RALEIGH — Economic issues are foremost on the minds of Tar Heel tobacco farmers this week. The markets open Wednesday. Farmers aren't sure what kind of money they'll take home for their crop.

For some farmers, the recent rains have helped save some of the tobacco leaves that will be harvested later this summer. What they're worried about now is the leaf they've already cured and prepared to take to the markets on Wednesday. They say all they're hoping for is a fair price and a profit.

"Tobacco farming is legalized gambling," says farmer Jackie Thompson. "We put everything we have-- our whole life, our whole investment-- on the line the beginning of every year, not knowing what's going to happen."

Thompson considers himself one of the lucky ones. Spotty rains during the long hot summer has turned out to be enough to yield a pretty good crop for him.

Thompson and other tobacco field workers prepare to take the golden leaves to market and begin to cure bunches of freshly cropped tobacco. With weather worries out of the way, he's now wondering what kind of price he'll get at the market.

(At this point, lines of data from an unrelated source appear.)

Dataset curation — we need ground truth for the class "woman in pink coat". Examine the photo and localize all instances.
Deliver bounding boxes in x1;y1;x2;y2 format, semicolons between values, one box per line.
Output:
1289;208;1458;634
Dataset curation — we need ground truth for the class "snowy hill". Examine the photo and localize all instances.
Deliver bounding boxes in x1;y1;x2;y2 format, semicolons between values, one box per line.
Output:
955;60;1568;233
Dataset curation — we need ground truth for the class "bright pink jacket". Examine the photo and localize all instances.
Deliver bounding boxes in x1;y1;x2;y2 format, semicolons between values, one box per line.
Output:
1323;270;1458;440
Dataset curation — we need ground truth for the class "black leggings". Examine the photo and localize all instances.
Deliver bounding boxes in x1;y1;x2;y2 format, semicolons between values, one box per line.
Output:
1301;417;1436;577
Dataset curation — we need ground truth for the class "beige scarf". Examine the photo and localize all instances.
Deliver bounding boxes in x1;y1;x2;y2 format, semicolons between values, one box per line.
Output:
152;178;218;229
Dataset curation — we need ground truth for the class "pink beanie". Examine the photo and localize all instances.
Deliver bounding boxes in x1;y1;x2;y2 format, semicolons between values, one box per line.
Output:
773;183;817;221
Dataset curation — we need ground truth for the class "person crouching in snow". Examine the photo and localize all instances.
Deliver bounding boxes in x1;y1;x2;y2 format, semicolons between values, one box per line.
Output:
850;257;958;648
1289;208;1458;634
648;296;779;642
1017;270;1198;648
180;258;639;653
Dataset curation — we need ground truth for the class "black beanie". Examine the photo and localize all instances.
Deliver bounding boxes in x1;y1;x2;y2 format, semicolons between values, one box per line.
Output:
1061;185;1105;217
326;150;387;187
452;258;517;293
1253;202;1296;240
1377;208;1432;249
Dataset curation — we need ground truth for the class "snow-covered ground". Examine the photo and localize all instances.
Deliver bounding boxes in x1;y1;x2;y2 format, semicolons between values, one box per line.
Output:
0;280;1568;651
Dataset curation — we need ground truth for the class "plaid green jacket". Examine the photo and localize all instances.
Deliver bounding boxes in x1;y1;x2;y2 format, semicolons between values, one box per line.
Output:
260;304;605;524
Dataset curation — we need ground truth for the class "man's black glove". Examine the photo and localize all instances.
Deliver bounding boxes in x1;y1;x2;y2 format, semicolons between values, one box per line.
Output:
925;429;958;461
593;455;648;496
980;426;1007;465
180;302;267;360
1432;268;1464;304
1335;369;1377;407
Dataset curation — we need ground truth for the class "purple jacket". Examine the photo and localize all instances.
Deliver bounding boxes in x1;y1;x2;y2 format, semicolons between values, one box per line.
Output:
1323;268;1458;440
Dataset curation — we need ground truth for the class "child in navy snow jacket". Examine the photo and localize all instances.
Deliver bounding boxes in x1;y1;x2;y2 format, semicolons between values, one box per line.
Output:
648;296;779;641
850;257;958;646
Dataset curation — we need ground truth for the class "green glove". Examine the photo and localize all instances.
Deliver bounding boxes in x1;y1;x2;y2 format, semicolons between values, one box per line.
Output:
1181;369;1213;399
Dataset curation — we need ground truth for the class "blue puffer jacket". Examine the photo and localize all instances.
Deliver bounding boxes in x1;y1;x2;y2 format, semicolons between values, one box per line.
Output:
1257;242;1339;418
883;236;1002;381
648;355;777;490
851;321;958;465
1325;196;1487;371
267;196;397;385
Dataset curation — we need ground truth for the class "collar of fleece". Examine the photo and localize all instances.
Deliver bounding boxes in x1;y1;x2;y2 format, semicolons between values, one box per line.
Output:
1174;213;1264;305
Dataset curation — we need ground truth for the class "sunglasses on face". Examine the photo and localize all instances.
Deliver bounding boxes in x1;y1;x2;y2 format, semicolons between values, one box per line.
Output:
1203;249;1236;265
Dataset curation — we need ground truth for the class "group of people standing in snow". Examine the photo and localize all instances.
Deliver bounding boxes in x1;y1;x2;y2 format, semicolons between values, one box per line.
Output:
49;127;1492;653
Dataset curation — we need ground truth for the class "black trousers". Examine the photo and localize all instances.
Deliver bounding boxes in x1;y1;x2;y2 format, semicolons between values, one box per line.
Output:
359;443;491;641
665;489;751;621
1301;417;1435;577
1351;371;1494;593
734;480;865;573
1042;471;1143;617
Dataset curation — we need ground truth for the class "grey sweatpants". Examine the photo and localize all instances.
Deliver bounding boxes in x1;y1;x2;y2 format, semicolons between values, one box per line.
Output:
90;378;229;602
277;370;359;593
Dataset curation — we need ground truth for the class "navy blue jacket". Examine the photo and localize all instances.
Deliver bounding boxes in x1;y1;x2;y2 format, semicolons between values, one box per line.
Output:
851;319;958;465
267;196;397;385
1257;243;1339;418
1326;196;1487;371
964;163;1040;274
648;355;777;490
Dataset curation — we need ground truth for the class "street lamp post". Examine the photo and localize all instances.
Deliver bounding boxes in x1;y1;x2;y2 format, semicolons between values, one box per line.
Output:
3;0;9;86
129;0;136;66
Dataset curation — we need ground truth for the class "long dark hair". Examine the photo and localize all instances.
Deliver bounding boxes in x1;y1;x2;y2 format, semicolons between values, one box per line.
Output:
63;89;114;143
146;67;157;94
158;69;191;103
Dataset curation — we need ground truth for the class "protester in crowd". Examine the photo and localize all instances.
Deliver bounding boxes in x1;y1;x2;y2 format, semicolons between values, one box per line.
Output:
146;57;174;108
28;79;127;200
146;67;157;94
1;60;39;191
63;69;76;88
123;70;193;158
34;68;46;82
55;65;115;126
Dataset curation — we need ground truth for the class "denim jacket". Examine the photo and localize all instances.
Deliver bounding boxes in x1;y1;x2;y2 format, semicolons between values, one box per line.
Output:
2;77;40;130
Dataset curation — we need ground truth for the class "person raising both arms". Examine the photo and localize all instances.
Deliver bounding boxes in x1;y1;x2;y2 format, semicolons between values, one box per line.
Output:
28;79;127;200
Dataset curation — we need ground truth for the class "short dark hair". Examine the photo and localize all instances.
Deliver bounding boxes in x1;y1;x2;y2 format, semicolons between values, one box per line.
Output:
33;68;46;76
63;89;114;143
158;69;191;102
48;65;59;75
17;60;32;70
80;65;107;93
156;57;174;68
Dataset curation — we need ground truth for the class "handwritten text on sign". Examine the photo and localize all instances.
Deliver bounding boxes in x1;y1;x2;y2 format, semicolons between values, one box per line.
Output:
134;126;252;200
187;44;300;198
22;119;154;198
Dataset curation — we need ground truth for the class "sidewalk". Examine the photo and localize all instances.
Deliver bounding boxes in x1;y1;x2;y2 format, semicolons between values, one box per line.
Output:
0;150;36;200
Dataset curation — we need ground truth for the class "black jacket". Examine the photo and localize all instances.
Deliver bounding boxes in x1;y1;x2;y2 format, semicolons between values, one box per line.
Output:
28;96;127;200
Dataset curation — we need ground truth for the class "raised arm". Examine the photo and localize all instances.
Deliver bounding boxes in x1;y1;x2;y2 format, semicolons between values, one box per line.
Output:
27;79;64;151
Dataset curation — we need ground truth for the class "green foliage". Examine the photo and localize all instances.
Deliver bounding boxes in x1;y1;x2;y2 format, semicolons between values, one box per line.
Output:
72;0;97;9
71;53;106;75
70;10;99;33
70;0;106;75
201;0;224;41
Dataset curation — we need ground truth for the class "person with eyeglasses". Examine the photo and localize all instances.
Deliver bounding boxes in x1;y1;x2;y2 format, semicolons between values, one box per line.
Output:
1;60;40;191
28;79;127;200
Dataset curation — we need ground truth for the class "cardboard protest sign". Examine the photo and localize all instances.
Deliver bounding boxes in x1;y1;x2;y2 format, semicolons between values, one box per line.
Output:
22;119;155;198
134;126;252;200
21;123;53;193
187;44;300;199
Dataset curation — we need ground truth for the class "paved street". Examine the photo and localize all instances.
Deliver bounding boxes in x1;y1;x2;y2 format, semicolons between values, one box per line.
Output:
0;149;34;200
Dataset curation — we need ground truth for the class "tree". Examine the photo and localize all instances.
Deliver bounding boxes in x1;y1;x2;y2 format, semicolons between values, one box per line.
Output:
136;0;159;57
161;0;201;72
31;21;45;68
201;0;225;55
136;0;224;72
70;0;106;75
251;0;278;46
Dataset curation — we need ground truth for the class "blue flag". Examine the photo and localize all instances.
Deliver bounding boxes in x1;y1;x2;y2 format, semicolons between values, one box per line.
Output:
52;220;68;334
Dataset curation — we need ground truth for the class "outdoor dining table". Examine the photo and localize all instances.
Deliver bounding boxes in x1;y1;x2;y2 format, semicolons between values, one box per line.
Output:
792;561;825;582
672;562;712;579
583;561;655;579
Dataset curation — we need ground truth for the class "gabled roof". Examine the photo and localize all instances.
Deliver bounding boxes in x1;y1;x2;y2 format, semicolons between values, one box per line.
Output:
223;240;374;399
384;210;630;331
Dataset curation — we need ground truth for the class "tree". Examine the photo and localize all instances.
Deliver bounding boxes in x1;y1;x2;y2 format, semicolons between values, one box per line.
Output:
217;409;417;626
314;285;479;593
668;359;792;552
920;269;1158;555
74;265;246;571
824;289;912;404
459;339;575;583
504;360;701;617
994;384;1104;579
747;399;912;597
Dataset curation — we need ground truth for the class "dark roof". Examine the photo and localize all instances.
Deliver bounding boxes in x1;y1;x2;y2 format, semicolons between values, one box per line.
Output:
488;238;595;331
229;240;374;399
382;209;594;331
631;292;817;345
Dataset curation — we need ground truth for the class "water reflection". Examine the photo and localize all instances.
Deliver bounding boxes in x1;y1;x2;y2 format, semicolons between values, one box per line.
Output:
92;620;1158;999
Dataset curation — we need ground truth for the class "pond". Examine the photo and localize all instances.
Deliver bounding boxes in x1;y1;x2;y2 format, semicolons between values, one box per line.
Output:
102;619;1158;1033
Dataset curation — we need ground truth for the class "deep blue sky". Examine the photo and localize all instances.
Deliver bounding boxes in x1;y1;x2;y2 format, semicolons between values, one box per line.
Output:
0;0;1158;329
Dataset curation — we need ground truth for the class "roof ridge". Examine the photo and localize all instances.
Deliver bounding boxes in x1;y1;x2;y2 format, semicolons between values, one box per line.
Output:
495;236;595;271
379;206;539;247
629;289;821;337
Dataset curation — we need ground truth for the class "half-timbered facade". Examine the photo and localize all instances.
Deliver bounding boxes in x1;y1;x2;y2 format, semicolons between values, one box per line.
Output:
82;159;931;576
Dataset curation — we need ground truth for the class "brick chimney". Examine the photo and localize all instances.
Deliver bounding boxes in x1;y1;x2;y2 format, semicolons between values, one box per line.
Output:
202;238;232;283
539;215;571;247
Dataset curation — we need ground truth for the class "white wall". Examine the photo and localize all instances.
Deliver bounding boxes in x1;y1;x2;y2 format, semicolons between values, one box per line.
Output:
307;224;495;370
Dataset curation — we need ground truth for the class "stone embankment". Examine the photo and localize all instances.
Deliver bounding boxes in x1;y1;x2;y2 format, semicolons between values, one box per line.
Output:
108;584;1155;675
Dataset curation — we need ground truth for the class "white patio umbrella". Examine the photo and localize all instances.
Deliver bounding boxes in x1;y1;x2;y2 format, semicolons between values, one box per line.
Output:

"To be able to stand right here and share with you what's going to happen on Wednesday, I don't know," Thompson explains, "but one that can tell that, and that may be the good man above."

The golden leaves didn't earn the kind of market value Florida and Georgia farmers were hoping for. Those prices were lower than last year's, which could be a good predictor of what will happen to farmers like Thompson. Add to that the quota cuts that further restrict how much farmers are allowed to sell, and they're looking to big tobacco for help.

"We're hoping that the companies will help in this situation and give us a fair profit so that we can stay in business," Thompson says.

Thompson says the remainder of his crop is good enough to earn a top dollar of about $1.85 per pound. Last year's average was about $1.75 per pound. Thompson says the best hope lies in all of North Carolina's farmers showing good quality tobacco. That'll be difficult for some who were hit hard by the damaging hot weather.